Decision — Riff #226 (contract + doc-signing defer): documented, NOT executed yet¶
José's call (2026-05-31): document the deferral decision + nav-degradation plan, but do not stop deploying the two services now. Rationale: the deferral is gated on Riff #200 Option B (partner onboarding), which is not live. Stopping deployment today would remove two working services before their replacement-gating condition exists, buying ~nothing (idle services cost little on the current VPS) while taking on console-degradation risk early. So #226 is ready-to-execute, parked until #200 activates — not a present action.

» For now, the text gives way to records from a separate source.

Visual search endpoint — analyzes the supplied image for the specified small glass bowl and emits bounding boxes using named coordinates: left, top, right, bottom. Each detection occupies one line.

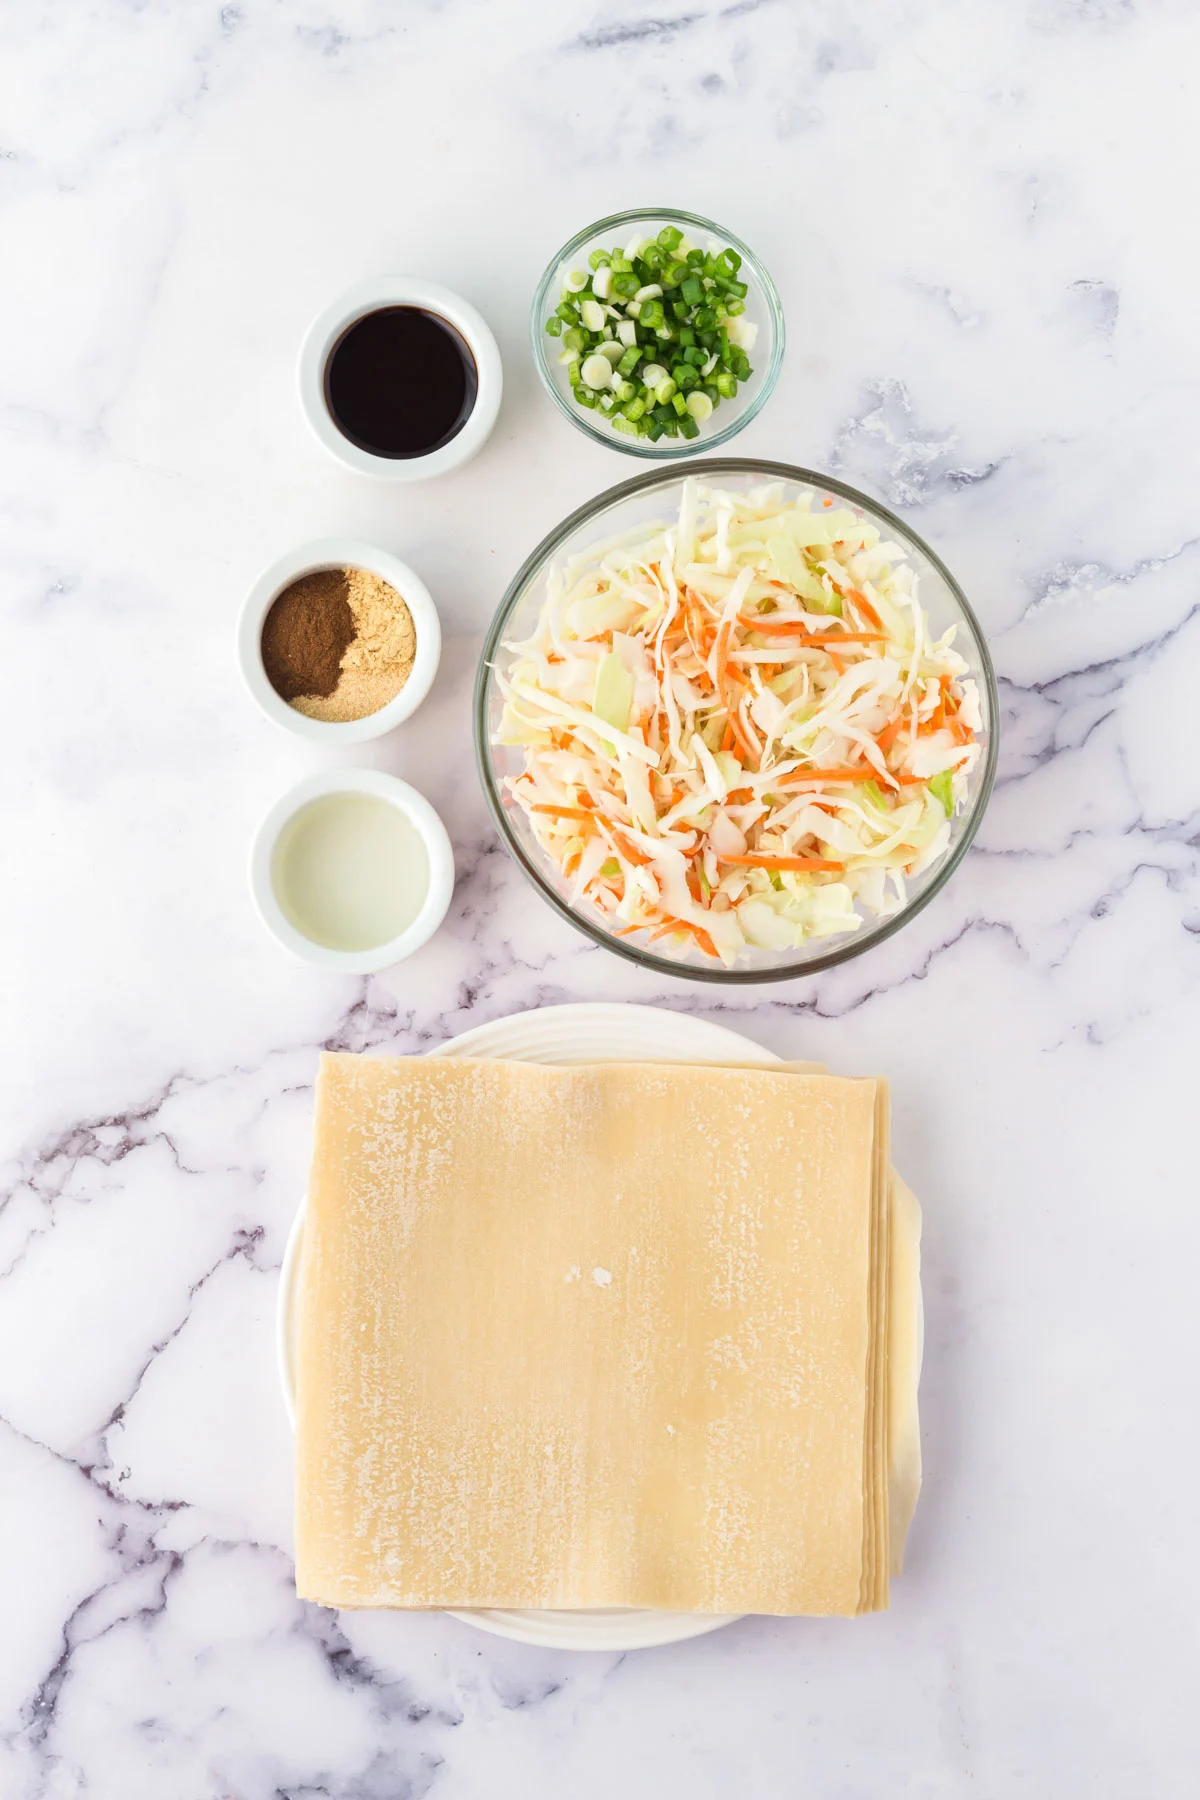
left=530, top=208, right=785, bottom=460
left=475, top=459, right=999, bottom=985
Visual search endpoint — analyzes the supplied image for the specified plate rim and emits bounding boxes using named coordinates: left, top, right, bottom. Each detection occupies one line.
left=279, top=1000, right=780, bottom=1651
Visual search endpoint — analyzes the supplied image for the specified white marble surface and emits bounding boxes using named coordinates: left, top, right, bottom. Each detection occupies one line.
left=2, top=1, right=1199, bottom=1793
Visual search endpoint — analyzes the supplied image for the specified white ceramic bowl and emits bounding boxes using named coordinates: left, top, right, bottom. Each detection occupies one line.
left=250, top=768, right=454, bottom=972
left=238, top=537, right=441, bottom=745
left=298, top=276, right=503, bottom=480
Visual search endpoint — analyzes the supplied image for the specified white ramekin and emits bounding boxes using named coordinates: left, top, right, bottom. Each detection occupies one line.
left=249, top=768, right=455, bottom=972
left=297, top=276, right=503, bottom=480
left=237, top=537, right=441, bottom=745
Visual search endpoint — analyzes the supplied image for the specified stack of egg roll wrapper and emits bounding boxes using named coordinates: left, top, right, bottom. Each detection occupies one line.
left=295, top=1053, right=922, bottom=1616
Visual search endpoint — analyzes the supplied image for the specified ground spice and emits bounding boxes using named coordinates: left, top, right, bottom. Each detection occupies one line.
left=262, top=567, right=417, bottom=723
left=261, top=571, right=355, bottom=702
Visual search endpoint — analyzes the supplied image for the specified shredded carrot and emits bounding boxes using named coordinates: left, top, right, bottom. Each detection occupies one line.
left=779, top=766, right=876, bottom=786
left=609, top=829, right=662, bottom=869
left=529, top=803, right=593, bottom=820
left=847, top=590, right=884, bottom=630
left=714, top=617, right=760, bottom=767
left=720, top=720, right=734, bottom=752
left=689, top=922, right=720, bottom=959
left=875, top=716, right=903, bottom=754
left=719, top=852, right=846, bottom=872
left=647, top=915, right=719, bottom=958
left=738, top=615, right=885, bottom=643
left=827, top=650, right=846, bottom=676
left=725, top=786, right=754, bottom=803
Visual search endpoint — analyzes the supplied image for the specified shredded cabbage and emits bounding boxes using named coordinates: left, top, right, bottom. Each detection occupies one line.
left=494, top=479, right=984, bottom=965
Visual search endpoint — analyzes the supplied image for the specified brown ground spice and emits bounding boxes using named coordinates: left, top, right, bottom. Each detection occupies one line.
left=262, top=567, right=417, bottom=722
left=261, top=571, right=355, bottom=702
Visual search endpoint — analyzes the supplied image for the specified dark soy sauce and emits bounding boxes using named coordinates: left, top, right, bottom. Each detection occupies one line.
left=324, top=307, right=478, bottom=458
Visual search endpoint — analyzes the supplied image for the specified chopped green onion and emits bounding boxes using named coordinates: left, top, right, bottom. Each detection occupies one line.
left=581, top=353, right=613, bottom=390
left=555, top=227, right=760, bottom=443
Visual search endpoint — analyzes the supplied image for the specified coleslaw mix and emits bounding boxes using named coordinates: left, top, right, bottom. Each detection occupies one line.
left=493, top=480, right=983, bottom=965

Execution plan (run this when Riff #200 Option B activates)¶
When partner onboarding goes live and the contract→signing path is genuinely exercised, either keep both services (they're now load-bearing) or, if #200 lands without contract signing, execute the defer:
- Stop deploying both. Remove (or comment) the
contract-serviceanddocument-signing-serviceblocks frominfrastructure/compose/qualification.yml; keep source in-tree (mothball, not delete — mirrors user-management). Drop them fromproduction.ymltoo (they were never deployed there). - Console nav degradation = feature-flag (chosen strategy, not dead links). Gate the contract nav entries in partner-console + admin-console behind a build-time flag (e.g.
VITE_CONTRACTS_ENABLED=false). Hide the contract pages/links rather than leaving them pointing at now-dead routes (404s are a visibly broken UX; a hidden nav item is clean). The two consoles' contract pages stay in source, re-enabled by flipping the flag when #200 activates. - Notification consumer. The
contract-event-consumerbinding in notification-service can stay (it's inert with no producer) or be guarded by the same flag — low effort, no rush. .p12cert + storage volume. With document-signing-service undeployed, thesecrets/signing/certificate.p12mount and its volume are unused; leave the secret in place (re-deploy needs it). Note the 6×20s JVM smoke-retry hack in CI'sdeploy-qualbecomes dead and should be removed alongside.
Effort when triggered: ~half day (console coordination). Risk: med, all in the two consoles. Until then: no change — both services keep deploying.